Question: Suppose that $C([0, 1])$ is the metric space of all continuous real-valued functions on $[0, 1]$, with the metric $d(f, g) := \sup_{x \in [0, 1]}|f(x) - g(x)|$. Let $f \in C([0, 1])$ such that $d(f, 0) \leq 1$. Define
$$g(x) = \int_0^x f(t) dt,$$
where $x \in [0, 1]$. Prove that $g$ is uniformly continuous on $[0, 1]$.
Attempted Answer: Fix $\epsilon > 0$. We must find $\delta > 0$ such that $\forall x, y \in [0, 1]$ we have that $d(g(x), g(y)) < \epsilon$, whenever $|x - y| < \delta$. By abuse of notation, let $x, y \in [0, 1]$. Without loss of generality, assume that $x > y$. Then,
\begin{align*} d(g(x), g(y)) &= \sup_{z \in [0, 1]}\bigg|\int_0^x f(t) dt - \int_0^y f(t) dt \bigg| \\ &= \sup_{z \in [0, 1]}\bigg| \int_y^x f(t) dt \bigg| \\ &= \sup_{z \in [0, 1]}\bigg| g(x) - g(y)\bigg|\dots \end{align*}
Now I am stuck, or just not sure if I approached this problem correctly.
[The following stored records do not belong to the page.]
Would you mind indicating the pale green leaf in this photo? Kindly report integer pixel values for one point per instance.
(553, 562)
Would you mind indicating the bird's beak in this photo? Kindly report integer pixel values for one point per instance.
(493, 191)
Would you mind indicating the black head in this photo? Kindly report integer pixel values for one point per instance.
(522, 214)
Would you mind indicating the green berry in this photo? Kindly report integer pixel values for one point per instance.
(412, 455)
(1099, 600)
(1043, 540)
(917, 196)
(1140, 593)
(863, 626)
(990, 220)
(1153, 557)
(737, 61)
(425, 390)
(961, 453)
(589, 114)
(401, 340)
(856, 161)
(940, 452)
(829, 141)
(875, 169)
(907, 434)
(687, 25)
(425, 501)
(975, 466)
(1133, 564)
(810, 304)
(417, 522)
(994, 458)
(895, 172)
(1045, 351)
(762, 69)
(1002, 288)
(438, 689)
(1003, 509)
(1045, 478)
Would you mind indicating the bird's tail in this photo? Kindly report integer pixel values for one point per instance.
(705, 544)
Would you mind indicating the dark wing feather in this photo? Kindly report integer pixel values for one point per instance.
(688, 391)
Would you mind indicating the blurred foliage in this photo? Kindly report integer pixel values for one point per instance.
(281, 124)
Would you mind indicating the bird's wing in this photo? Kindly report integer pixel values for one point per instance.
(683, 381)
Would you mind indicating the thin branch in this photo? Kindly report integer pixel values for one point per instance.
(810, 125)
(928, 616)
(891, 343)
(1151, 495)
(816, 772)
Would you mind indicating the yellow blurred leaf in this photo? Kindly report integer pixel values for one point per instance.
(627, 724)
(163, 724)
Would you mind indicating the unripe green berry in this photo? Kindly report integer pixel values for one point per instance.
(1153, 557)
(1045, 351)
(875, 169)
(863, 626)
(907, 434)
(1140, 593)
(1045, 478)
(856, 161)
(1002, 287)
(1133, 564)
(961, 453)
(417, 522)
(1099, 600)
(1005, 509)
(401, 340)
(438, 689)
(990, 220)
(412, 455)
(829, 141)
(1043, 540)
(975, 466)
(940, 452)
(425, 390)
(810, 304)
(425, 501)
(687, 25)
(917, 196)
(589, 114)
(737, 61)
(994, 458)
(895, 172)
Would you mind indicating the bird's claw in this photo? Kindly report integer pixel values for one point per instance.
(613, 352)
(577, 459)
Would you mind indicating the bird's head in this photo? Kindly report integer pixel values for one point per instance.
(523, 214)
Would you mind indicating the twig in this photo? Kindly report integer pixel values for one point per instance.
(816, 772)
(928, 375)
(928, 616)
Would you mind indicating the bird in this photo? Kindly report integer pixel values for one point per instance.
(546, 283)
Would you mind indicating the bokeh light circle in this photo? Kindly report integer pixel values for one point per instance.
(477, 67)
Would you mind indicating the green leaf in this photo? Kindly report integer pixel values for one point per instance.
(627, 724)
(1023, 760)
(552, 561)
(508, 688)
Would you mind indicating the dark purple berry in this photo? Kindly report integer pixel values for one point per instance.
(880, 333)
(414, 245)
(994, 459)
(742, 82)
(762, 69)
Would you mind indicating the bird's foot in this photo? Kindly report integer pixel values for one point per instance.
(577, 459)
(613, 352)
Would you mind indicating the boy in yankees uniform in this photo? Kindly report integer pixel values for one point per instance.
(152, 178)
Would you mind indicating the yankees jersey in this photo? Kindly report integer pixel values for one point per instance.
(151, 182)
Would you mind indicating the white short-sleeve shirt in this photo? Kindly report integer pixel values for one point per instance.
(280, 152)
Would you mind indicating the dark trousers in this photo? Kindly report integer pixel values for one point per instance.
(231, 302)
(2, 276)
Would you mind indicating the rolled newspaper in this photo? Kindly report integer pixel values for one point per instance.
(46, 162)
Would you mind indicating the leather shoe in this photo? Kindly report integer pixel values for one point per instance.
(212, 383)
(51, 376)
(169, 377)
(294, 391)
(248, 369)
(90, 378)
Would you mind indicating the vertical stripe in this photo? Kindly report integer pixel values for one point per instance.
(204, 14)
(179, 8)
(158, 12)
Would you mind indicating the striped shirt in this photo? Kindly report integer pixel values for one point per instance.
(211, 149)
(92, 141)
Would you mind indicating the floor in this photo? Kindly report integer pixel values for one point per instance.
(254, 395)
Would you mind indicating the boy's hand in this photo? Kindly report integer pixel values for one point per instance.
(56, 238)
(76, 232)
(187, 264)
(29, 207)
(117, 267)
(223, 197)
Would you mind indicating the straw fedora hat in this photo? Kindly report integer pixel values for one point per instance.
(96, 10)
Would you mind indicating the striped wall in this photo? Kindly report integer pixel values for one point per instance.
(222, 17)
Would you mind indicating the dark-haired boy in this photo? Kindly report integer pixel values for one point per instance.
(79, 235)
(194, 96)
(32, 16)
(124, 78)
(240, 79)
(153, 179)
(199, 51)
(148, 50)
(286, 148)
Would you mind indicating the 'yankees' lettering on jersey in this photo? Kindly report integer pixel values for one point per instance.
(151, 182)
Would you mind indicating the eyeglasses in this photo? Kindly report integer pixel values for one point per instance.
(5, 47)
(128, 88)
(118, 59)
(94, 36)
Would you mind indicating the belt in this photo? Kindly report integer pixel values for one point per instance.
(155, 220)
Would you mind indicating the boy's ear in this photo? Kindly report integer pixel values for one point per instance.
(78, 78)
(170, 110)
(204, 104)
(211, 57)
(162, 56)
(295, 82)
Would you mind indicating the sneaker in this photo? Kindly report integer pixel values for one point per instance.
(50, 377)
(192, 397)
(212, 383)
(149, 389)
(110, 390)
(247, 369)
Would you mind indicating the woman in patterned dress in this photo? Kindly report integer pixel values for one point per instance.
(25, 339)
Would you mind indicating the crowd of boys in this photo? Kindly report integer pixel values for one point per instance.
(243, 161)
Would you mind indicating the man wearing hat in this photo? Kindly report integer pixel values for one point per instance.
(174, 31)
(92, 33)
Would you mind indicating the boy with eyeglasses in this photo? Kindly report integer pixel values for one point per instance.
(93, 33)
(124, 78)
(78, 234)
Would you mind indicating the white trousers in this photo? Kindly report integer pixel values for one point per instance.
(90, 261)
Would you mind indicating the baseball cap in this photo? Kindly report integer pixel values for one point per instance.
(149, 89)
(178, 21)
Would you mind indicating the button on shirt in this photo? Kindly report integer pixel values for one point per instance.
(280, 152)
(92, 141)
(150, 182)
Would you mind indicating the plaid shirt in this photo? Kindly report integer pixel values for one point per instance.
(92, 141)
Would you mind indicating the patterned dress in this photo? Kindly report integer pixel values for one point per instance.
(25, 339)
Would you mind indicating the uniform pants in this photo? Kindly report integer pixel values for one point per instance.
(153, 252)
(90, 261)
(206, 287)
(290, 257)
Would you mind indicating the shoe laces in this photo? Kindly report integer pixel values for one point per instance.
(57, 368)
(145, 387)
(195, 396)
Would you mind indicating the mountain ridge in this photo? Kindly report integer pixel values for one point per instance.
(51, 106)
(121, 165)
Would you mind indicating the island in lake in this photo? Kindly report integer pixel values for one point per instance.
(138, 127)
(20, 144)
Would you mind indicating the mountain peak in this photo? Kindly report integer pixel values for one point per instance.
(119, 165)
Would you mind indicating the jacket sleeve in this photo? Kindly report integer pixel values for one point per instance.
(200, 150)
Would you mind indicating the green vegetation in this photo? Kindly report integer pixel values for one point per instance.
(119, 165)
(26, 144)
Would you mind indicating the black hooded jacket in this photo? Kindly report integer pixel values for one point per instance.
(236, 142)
Suggestions?
Since $f$ is continous on a compact set, it achieves it maximum and minimum; let $M=\max_{z\in [0,1]} |f(z)|$. For any $x,y\in [0,1],$ $$|g(x)-g(y)|\leq\int\limits_y^x|f(t)\ dt|\leq\max_{z\in [0,1]} |f(z)| |x-y|=M|x-y|.$$ Can you finish it from there?